[climacs-cvs] CVS update: climacs/prolog-syntax.lisp
Christophe Rhodes
crhodes at common-lisp.net
Sat May 7 16:41:04 UTC 2005
Update of /project/climacs/cvsroot/climacs
In directory common-lisp.net:/tmp/cvs-serv14244
Modified Files:
prolog-syntax.lisp
Log Message:
Improve the Prolog tokenizer.

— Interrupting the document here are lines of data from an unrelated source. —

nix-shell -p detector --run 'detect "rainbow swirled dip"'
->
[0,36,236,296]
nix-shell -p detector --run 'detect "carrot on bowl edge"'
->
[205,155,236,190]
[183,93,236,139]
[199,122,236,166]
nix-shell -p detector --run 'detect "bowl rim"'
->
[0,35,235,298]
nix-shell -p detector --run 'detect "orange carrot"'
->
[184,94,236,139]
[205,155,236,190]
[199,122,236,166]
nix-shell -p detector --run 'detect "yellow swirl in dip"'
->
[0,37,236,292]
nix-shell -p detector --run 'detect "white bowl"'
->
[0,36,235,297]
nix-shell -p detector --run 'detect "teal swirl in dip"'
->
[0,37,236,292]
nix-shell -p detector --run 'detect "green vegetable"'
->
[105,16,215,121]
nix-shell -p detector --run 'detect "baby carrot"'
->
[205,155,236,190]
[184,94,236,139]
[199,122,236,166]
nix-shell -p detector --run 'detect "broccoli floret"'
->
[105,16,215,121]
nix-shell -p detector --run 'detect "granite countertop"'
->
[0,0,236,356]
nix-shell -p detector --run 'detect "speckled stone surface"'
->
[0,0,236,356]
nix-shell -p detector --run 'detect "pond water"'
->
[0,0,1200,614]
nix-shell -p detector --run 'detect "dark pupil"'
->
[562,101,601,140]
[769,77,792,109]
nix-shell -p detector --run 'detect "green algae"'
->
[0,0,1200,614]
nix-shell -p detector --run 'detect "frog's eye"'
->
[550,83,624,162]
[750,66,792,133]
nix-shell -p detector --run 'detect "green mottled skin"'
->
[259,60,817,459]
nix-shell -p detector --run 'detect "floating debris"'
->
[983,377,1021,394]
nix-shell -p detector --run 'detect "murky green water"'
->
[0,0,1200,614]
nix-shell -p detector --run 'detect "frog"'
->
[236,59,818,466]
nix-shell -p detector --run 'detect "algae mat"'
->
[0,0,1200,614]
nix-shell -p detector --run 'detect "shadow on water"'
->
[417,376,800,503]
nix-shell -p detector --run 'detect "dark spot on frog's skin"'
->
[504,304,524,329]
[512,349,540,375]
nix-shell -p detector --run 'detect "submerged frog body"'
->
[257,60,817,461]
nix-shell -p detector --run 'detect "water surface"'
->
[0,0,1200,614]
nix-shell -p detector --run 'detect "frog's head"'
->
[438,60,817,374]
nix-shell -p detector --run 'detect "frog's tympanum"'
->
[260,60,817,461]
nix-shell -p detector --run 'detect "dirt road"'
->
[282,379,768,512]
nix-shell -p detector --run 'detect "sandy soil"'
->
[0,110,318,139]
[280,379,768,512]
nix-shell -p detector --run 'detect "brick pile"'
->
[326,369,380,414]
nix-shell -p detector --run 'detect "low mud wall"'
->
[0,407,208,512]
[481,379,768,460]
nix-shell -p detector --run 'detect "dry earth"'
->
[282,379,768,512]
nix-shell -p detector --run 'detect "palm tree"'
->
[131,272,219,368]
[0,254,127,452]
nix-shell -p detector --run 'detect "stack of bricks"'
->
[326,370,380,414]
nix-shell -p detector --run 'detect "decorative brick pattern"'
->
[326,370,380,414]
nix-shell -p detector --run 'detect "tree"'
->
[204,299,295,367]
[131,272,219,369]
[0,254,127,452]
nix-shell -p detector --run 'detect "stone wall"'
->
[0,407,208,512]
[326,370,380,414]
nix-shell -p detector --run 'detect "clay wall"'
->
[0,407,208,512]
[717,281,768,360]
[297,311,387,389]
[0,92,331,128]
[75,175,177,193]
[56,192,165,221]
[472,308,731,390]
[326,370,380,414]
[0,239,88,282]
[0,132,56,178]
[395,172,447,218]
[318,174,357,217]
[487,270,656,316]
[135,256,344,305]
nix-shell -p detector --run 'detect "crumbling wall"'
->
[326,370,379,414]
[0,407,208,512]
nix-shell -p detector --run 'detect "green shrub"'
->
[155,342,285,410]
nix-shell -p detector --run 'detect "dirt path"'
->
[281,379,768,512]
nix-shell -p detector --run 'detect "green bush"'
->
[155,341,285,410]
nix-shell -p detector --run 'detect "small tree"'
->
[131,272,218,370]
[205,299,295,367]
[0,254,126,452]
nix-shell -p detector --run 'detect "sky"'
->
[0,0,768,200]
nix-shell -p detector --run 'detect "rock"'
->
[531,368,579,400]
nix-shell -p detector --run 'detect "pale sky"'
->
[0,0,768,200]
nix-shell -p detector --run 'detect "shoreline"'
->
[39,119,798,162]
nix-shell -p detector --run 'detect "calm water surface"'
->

We now recognize
* binary constants: 0b...
* octal constants: 0o...
* hexadecimal constants: 0x...
* char-code constants: 0'<quoted-char>
* escaped characters in quoted strings:
** meta escapes such as \"
** control escapes such as \a
** numeric escapes such as \0177\ and \xabcd\
** "" (within a char-code-string) and '' (within a quoted-atom)
Date: Sat May 7 18:41:03 2005
Author: crhodes
Index: climacs/prolog-syntax.lisp
diff -u climacs/prolog-syntax.lisp:1.17 climacs/prolog-syntax.lisp:1.18
--- climacs/prolog-syntax.lisp:1.17 Sun Apr 17 17:44:39 2005
+++ climacs/prolog-syntax.lisp Sat May 7 18:41:03 2005
@@ -111,7 +111,8 @@
(def (name t) identifier graphic quoted semicolon cut)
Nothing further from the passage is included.